I felt a little like I’d fallen off the wagon, though the email wasn’t performative. It isn’t necessary to go deep into the reason why I sent it, other than to say someone in facilities at my university doesn’t want journalism students to have a pool table in their newsroom (we eventually moved it out when the students of this particular semester said they didn’t use it any more) and now the guy doesn’t want a couch the students moved in in there (though facilities will not supply us with furniture). This feels like a bigger push to boot the students out of the newsroom. I have had multiple meetings and email exchanges explaining what a good idea it would be to support these students, but this issue refuses to be retired. At one point, to celebrate the conversation’s longevity, I posted a photo of the facilities guy on the inside and outside of my office door. His photo remains.
I know. This is all immensely stupid, but it is precisely the kind of thing that can derail a mission. And it’s pretty freeing to tell the truth. I was in on Thursday to play a majorly minor role in a department event, and I sat and had my picture taken on the couch (see above), and then posted it on social media. See our new couch? It’s a super-comfortable couch and the story of how the students found it and dragged it up two flights of stairs is epic. I applaud their can-do-ism
However this is resolved in favor of the students’ needs, one of my favorite things about being my age is that I’ve run out of shits to give, don’t feel especially accommodating to stupid ideas, and I move through the world secure in the knowledge that my gut knows best. Would my gut tell me to quit over a couch? Fuck, yeah.
You go, Susan! It truly is disheartening to evolve into the "old curmudgeonly colleague" (a concept about which I know a thing or two), whose experience on the job continually decreases in value, outweighed by the latest and greatest fad in whatever line of work he/she/they is involved. I like your spunk; I wish I had more of that myself.

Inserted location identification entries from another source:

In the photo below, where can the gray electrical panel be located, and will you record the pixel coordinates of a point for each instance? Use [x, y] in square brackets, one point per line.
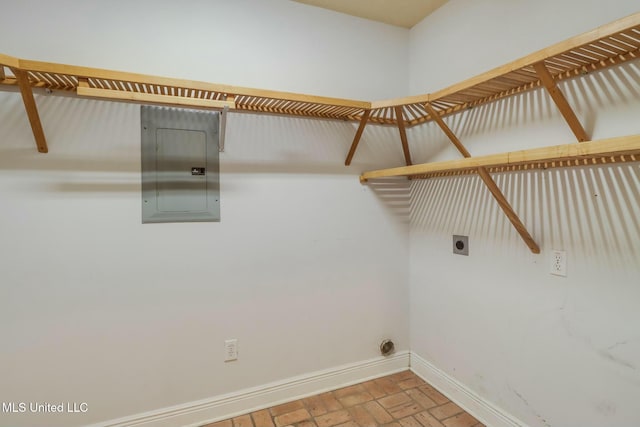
[180, 165]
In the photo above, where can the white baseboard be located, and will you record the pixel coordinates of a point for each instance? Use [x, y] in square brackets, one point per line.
[487, 413]
[229, 405]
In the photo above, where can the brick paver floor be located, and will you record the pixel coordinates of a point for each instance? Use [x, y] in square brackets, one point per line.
[398, 400]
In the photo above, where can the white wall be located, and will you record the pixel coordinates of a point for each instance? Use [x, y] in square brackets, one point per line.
[551, 351]
[308, 269]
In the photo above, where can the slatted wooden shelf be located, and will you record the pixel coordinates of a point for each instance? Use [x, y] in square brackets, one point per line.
[606, 46]
[614, 150]
[116, 85]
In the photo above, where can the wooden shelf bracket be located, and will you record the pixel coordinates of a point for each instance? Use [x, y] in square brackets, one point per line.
[489, 182]
[31, 108]
[403, 135]
[561, 102]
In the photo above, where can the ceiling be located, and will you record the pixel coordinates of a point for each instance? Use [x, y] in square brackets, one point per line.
[402, 13]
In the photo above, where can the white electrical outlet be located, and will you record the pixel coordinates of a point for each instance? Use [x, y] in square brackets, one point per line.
[230, 350]
[558, 266]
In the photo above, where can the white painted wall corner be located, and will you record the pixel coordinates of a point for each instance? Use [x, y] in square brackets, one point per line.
[205, 411]
[486, 412]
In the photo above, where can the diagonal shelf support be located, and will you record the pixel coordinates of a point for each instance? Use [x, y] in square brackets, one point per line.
[561, 102]
[403, 134]
[489, 182]
[356, 139]
[32, 109]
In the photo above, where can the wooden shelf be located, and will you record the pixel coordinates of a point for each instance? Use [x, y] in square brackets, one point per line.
[609, 45]
[606, 46]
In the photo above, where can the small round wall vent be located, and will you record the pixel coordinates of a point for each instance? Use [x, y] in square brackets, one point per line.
[386, 347]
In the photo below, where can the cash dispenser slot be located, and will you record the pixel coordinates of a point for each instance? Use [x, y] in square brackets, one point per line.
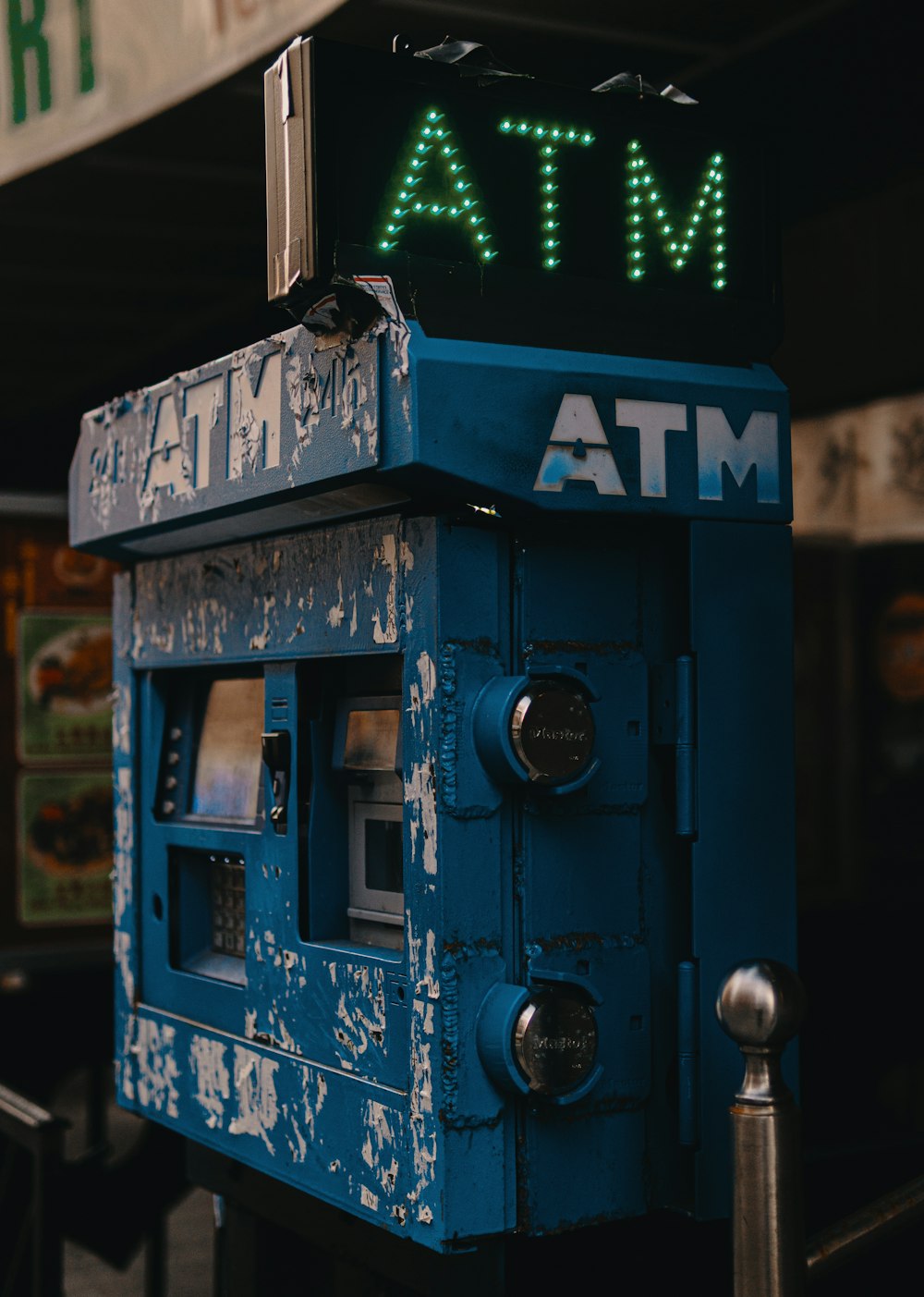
[367, 756]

I don’t know, Susan, but that word does has its uses! I’m sitting in the car watching the sunset come up over I-4 interstate in Orlando. The beauty of it is really cool.
It’s been a long couple of days, and because the grandkids are hunkered down with us in our tiny hotel room, I can’t use it every time I watch DeSatan boasting about his excellent handling of the situation here in Florida. It is cool, though, to see him groveling a bit for Federal funds and such.
Wait! I’m in the car; the girls are upstairs sleeping! FUCK!
Stay the way you are. The sun is shining! Swords up!